Exciting Final Project

Group1: Ananda Mondal and Guo Yu Lu

Predicting Viral Genome Type using Amino Acid Preference (AAP) Distribution -Study the effect of gene homology

Earlier study [1] shows that mammalian viral genome can be predicted based on amino acid preference distribution. In the present project, the effect of gene homology will be studied to see whether it has any bias or not in predicting the viral genome type.

Group 2:Katie Langley & Andrew Cron

Promoter prediction using multiple algorithms 1. To successfully discover the promoter for the Discoidin Domain Receptor 2 (DDR2) gene in mouse by comparing results from various available programs to one another and to current possible promoter regions experimentally discovered via laboratory research. 2. To compare found promoter sequences in mouse across species (rat, drosophilia, human, frog, chick, xenopus) to determine the conservation of the promoter. 3. To create a web interface to that integrates the various available program outputs into one simplistic promoter discovery output file.

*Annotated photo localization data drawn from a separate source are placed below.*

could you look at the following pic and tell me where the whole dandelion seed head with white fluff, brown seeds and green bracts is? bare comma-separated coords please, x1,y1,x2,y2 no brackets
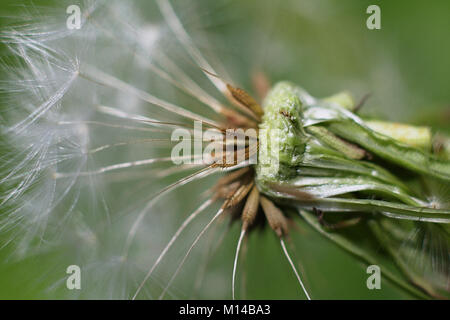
0,0,450,299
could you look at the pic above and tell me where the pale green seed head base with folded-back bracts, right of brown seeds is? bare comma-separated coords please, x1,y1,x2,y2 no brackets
256,82,450,223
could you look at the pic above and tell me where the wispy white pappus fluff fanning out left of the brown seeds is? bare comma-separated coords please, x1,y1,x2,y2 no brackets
0,1,232,298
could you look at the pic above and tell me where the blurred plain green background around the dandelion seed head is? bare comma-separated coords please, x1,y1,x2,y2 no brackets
0,0,450,299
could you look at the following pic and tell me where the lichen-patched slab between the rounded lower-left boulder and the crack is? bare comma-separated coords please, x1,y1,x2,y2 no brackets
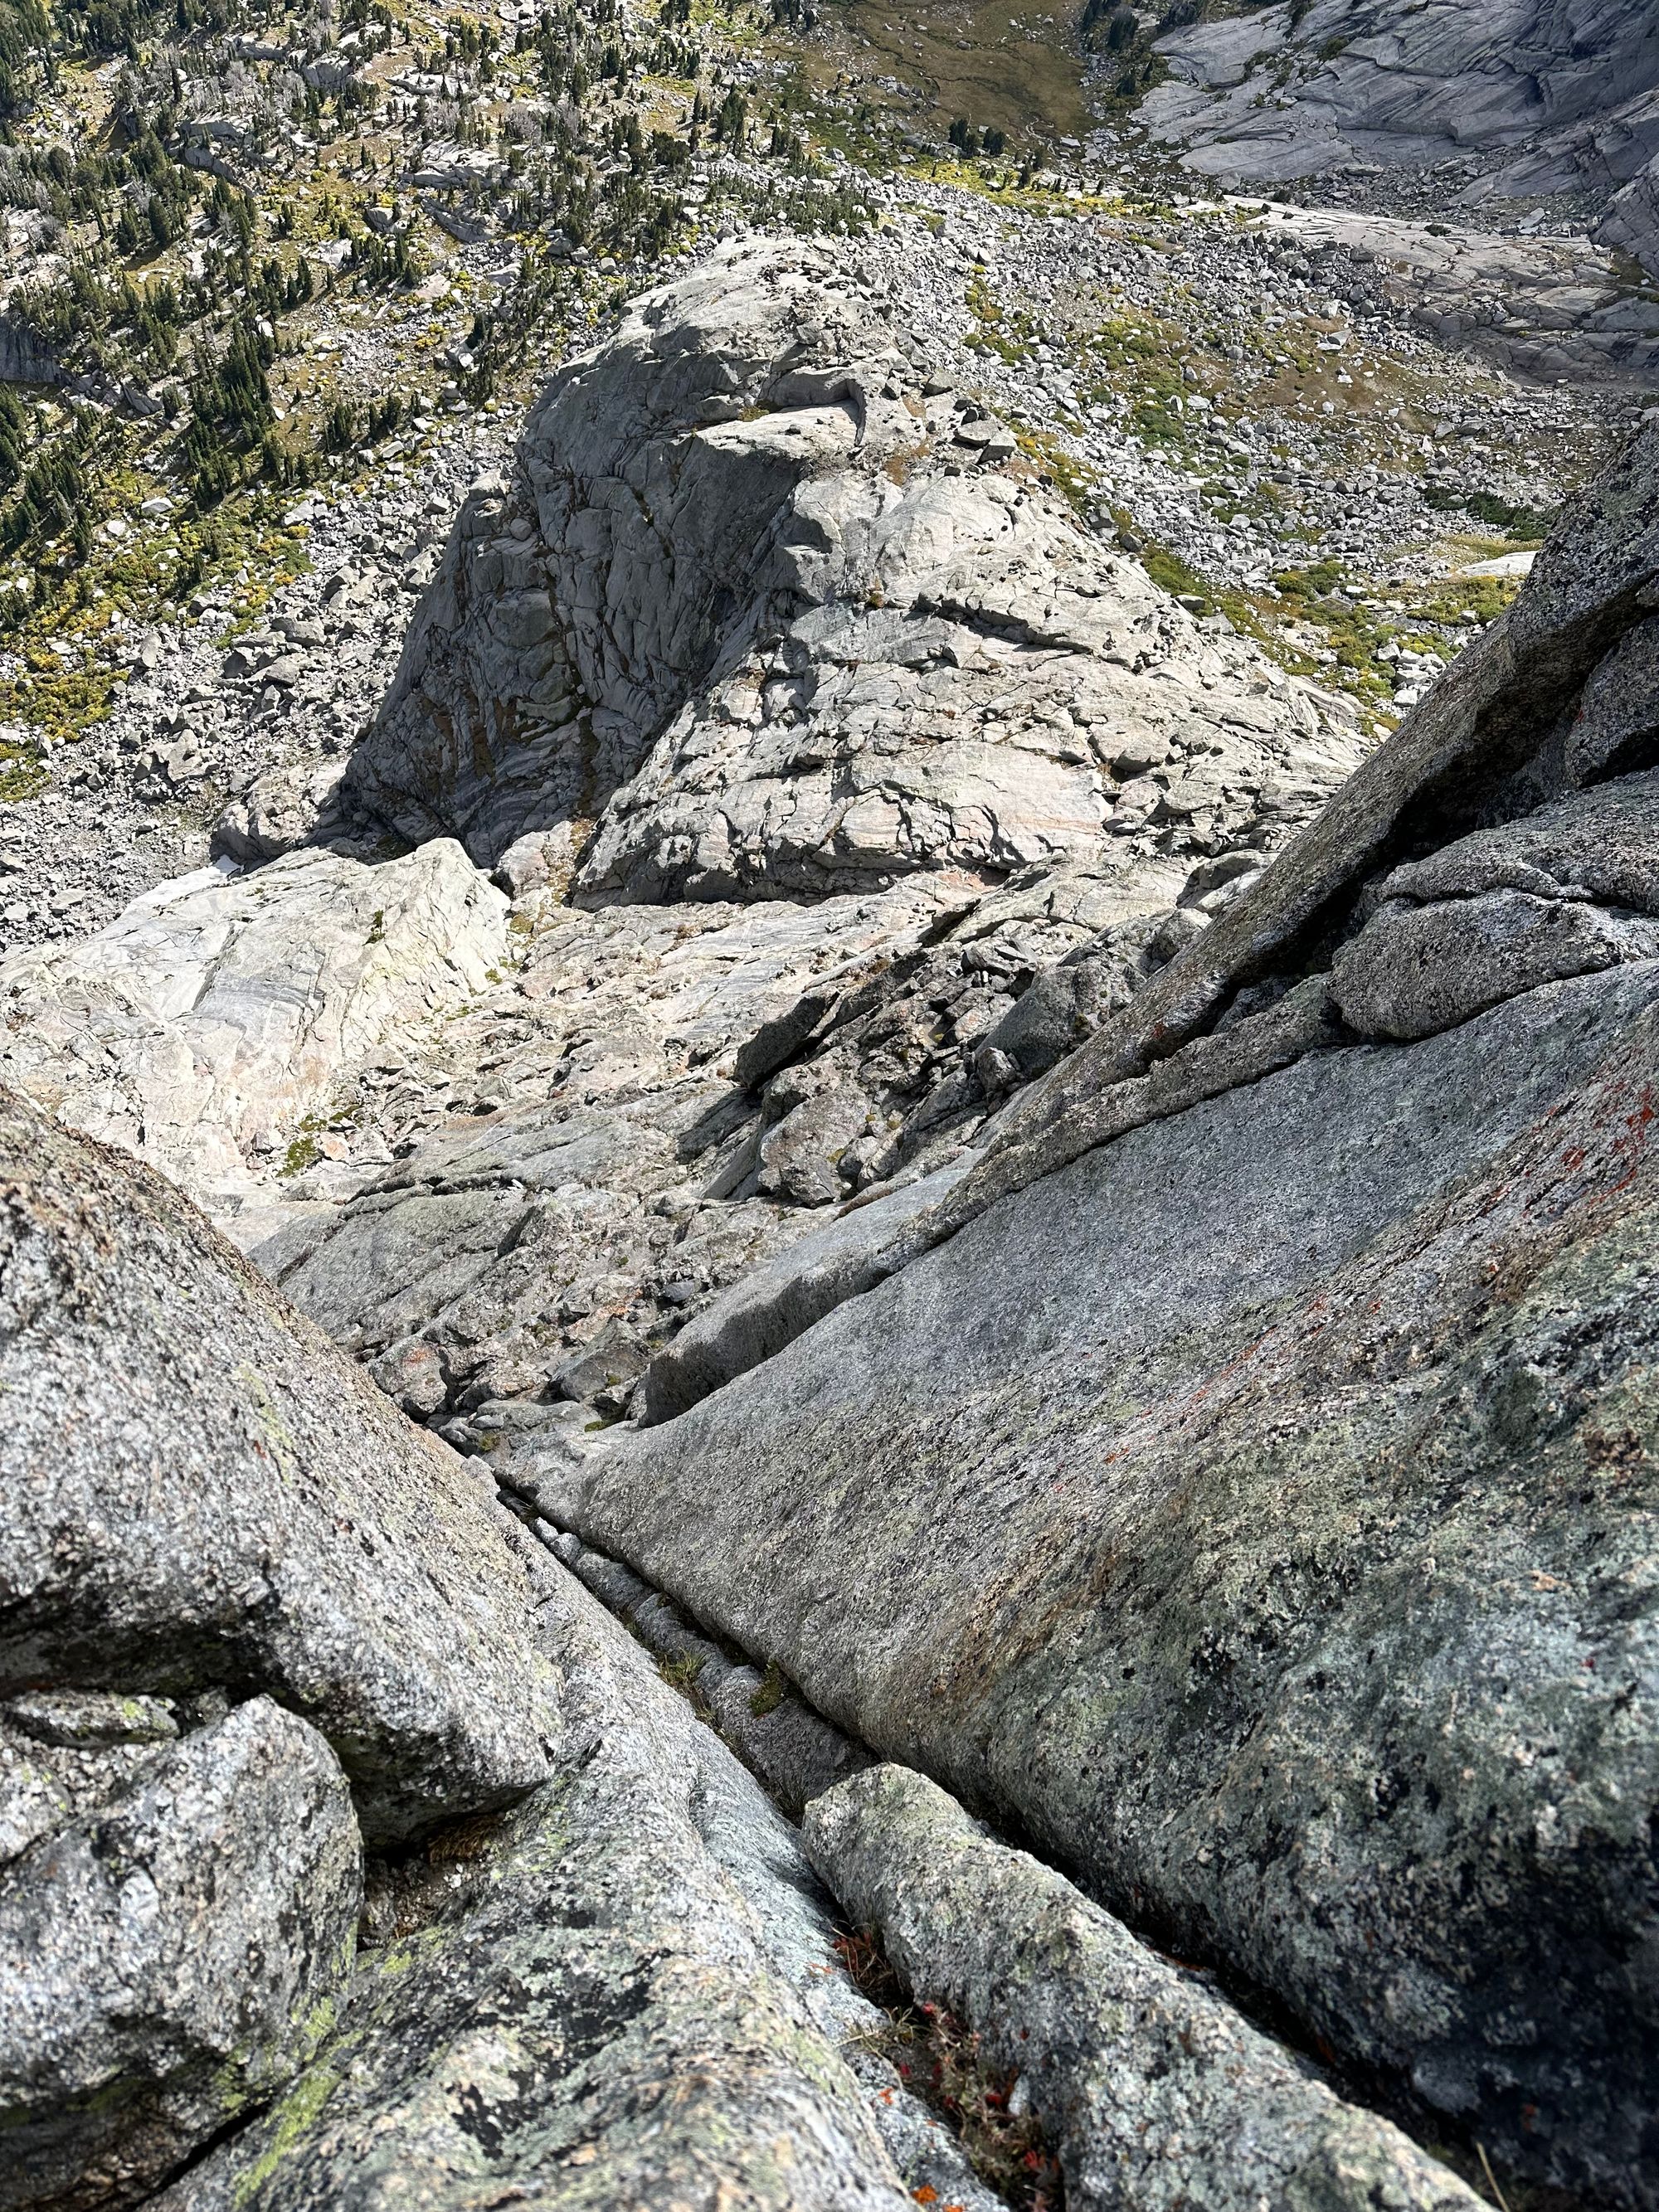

Group3: Michael Bryson and Dylan Kane

Structural motif discovery While sequence motif discovery is an interesting problem with huge potential, a similar problem is that of structural motif discovery. Given a collection of protein structures with a known relationship, is it possible to identify a profile that represents the common areas of structure? While similar in definition to the problem of sequence motif discovery, structural motif discovery has a more involved formulation. Sequences have an intuitive representations as simply strings over a given alphabet, while protein structure has several possible representations

Group4: Haiwei Luo & Shiva

Eukaryotic protein localization prediction We want to build Hidden Markov Model (HMM) for each set of proteins with a specific localization in the cells. The signal and non-signal part of the sequences will be used as hidden states. In order to improve the final results, we also want to incorporate protein-protein interaction information as well as gene ontology database, since proteins have to physically locate at the close spot in order to interact, and we can rely on the localization information of other proteins that interact with our query protein. The localization information of those well-studied interacting proteins can be obtained by searching gene ontology database. Alternatively, if the query proteins have already been well studied, we can directly search against gene ontology database to get the localization information.